Sunday, August 14, 2011

送り出されるテモテ

「わたしは、まもなくテモテをあなたがたのところに送りたいと、主イエスにあって願っている。それは、あなたがたの様子を知って、わたしも力づけられたいからである。」     ピリピ2章19節
 世界伝道の範を示したパウロの伝道は鬼気迫る命がけの生活の連続でした。死を覚悟することが何度もあり、「ユダヤ人から四十に一つ足りないむちを受けたことが五度、ローマ人にむちで打たれたことが三度、石で打たれたことが一度、難船したことが三度、そして、一昼夜、海の上を漂ったこともある。幾たびも旅をし、川の難、盗賊の難、同国民の難、異邦人の難、都会の難、荒野の難、海上の難、にせ兄弟の難に会い、 労し苦しみ、たびたび眠られぬ夜を過ごし、飢えかわき、しばしば食物がなく、寒さに凍え、裸でいたこともあった。

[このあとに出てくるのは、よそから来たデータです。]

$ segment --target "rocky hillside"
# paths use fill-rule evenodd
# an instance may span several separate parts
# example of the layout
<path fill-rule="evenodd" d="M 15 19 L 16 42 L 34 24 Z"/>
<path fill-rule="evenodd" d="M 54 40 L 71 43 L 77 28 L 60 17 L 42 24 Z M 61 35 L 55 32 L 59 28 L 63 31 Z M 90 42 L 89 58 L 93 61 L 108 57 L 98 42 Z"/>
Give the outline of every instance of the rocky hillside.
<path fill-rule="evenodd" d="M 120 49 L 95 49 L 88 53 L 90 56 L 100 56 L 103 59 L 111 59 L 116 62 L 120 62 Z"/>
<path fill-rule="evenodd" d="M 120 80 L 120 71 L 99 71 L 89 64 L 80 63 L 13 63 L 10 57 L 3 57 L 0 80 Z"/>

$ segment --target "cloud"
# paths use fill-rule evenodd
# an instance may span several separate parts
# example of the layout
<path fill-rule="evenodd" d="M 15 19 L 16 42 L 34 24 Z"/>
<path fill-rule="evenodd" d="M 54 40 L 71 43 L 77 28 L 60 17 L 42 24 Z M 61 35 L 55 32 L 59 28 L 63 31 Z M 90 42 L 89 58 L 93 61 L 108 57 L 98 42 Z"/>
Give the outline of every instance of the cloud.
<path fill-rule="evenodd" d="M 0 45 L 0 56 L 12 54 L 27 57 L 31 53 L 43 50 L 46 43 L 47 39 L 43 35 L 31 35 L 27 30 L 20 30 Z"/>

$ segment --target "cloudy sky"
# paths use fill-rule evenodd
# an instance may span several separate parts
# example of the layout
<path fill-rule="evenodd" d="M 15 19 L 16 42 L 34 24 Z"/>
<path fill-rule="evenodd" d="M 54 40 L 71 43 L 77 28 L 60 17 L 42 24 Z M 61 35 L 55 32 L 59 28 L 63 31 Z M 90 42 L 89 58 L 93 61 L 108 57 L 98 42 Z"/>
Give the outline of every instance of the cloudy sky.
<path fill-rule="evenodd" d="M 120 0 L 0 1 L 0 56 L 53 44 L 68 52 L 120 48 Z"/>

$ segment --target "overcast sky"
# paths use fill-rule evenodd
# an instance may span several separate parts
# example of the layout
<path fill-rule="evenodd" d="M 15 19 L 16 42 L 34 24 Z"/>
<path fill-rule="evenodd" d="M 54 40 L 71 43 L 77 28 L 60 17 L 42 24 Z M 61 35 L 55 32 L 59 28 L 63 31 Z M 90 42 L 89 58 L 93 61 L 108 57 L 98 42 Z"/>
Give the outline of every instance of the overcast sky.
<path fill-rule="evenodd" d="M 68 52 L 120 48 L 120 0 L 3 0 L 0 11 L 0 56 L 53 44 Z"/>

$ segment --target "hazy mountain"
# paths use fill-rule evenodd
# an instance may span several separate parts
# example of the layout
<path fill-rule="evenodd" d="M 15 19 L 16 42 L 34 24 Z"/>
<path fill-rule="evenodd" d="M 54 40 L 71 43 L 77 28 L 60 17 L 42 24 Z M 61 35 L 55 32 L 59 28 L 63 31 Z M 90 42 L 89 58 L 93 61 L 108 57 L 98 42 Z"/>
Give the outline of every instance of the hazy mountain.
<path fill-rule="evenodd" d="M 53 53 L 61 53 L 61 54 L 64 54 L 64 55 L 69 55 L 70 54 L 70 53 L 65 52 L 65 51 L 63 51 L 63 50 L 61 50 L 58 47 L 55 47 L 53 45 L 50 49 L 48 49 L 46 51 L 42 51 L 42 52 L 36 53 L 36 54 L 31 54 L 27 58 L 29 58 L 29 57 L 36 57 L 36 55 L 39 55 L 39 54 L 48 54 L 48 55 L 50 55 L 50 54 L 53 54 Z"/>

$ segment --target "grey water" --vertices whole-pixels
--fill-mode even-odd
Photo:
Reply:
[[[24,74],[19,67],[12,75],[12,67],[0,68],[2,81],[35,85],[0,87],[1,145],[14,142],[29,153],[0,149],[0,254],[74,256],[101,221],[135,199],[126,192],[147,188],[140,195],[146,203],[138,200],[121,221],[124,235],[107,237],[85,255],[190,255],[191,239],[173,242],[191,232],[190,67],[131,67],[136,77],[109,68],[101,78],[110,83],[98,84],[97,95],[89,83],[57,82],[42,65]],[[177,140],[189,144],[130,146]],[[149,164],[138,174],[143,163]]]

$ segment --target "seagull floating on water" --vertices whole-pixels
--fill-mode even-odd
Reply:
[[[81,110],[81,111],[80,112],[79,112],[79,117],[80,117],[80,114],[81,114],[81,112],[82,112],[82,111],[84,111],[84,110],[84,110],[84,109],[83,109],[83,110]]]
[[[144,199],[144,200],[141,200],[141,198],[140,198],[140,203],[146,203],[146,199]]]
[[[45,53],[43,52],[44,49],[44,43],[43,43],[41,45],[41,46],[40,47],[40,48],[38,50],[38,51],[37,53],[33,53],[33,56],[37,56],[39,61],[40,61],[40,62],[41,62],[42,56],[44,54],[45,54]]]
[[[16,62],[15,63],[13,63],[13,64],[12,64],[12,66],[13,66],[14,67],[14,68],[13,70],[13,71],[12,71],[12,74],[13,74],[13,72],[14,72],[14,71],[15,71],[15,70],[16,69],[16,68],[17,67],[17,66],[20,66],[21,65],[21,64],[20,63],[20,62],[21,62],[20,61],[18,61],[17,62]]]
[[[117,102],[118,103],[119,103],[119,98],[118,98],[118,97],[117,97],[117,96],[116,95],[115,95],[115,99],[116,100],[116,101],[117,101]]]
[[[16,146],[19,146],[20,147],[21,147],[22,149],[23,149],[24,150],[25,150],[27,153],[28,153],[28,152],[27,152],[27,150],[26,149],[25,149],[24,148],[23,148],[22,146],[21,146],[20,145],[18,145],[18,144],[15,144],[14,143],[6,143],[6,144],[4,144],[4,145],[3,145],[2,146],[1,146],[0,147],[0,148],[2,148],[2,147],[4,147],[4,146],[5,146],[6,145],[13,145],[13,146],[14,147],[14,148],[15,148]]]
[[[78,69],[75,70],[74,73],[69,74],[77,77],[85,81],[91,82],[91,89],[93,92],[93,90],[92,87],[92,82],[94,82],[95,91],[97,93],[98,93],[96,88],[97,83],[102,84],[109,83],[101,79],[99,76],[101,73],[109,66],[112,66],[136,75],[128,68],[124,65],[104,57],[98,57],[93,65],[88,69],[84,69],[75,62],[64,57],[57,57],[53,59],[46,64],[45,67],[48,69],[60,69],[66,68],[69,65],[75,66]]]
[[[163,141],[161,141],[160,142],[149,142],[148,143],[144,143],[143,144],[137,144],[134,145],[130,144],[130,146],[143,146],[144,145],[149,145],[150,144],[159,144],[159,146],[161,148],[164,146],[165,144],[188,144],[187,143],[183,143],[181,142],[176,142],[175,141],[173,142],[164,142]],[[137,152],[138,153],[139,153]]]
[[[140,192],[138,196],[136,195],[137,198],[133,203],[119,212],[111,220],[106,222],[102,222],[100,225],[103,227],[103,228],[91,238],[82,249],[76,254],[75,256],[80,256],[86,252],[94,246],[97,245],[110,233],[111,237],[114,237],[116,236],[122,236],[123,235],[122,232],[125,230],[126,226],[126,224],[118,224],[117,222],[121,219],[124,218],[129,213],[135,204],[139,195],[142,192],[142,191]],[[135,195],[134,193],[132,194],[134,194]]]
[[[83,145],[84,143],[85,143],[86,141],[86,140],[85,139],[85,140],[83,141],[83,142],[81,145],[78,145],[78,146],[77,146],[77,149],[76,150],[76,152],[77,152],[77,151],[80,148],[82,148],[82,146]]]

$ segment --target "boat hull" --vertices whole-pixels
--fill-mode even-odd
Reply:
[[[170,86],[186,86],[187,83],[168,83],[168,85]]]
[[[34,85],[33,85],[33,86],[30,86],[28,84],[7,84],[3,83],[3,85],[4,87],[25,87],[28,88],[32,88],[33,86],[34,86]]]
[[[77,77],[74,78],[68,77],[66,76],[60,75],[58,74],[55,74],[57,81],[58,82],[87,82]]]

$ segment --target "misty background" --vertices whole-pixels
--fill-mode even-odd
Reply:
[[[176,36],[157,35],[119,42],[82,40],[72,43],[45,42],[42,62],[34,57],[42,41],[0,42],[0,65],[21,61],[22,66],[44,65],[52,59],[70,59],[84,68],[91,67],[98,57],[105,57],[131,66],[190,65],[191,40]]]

なおいろいろの事があった外に、日々わたしに迫って来る諸教会の心配ごとがある。」(IIコリント11:24-28)と記しますが、同時に「だれかが弱っているのに、わたしも弱らないでおれようか。だれかが罪を犯しているのに、わたしの心が燃えないでおれようか。」とその直後に記すのです。弱い者に寄り添う伝道者の愛を見ます。「何とかして、この人が救い主の愛を受けて、悲しみから喜びの生活をすることができるように」と祈りつつの伝道なのです。同時に、自身の補佐であり後継者、いや同労者を育て一人前に育てていくのです。テモテはパウロの第一の後継者であり、心の子供といえる忠実な奉仕者であったということができるでしょう。訓練を受けるうちに、伝道者の心を知り、自身のものとしていく時、主の使わされるお声を聞くのです。